Ingredients
Method
- **Soffritto.** Heat olive oil in a Dutch oven over medium heat. Add onion, carrot, and celery. Cook 12 minutes, stirring often, until soft and jammy.
- **Bloom.** Add garlic, tomato paste, oregano, and basil. Stir 1 minute until the paste darkens and smells toasty.
- **Simmer.** Add lentils, crushed tomatoes, vegetable broth, soy sauce, and miso. Bring to a gentle simmer.
- **Cook.** Reduce heat and simmer uncovered 35 to 40 minutes, stirring occasionally, until lentils are tender and the sauce has thickened.
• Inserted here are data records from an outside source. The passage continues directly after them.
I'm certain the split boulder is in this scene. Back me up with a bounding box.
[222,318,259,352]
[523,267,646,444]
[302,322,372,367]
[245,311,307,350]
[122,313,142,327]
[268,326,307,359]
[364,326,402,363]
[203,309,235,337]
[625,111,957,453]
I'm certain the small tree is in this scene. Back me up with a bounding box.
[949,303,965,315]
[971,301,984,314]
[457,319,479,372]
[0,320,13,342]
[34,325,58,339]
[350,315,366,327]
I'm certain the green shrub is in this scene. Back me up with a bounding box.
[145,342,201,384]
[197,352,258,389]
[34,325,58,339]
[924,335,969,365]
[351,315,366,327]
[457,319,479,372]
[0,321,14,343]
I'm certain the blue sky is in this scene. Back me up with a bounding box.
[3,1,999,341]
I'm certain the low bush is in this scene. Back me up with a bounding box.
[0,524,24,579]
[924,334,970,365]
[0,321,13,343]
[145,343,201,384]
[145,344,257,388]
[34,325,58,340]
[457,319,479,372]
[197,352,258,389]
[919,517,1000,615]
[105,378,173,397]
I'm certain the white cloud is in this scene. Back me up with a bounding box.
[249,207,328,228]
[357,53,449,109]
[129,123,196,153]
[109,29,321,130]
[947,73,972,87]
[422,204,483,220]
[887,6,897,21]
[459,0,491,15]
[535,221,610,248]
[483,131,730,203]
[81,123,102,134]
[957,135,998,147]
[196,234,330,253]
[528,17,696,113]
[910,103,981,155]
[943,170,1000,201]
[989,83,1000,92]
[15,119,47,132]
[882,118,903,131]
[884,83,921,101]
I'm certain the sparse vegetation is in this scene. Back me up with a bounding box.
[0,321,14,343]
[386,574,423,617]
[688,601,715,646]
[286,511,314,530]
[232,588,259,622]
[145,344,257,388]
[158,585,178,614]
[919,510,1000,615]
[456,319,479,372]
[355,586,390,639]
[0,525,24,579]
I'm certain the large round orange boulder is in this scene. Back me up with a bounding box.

- **Boil.** Meanwhile cook pasta in salted water 1 minute under package time. Reserve 1 cup pasta water and drain.
- **Toss.** Add cooked pasta to the sauce with a splash of pasta water. Toss for 1 minute so the noodles drink in the sauce.
- **Serve.** Plate immediately and top with torn basil and an extra drizzle of olive oil.
Notes
Use brown or green lentils not red. Red lentils dissolve and turn the sauce into mush. Cook the soffritto a full 12 minutes until jammy. This is where flavor lives. Use crushed San Marzano tomatoes if you can find them. The acidity is balanced and the texture is silky.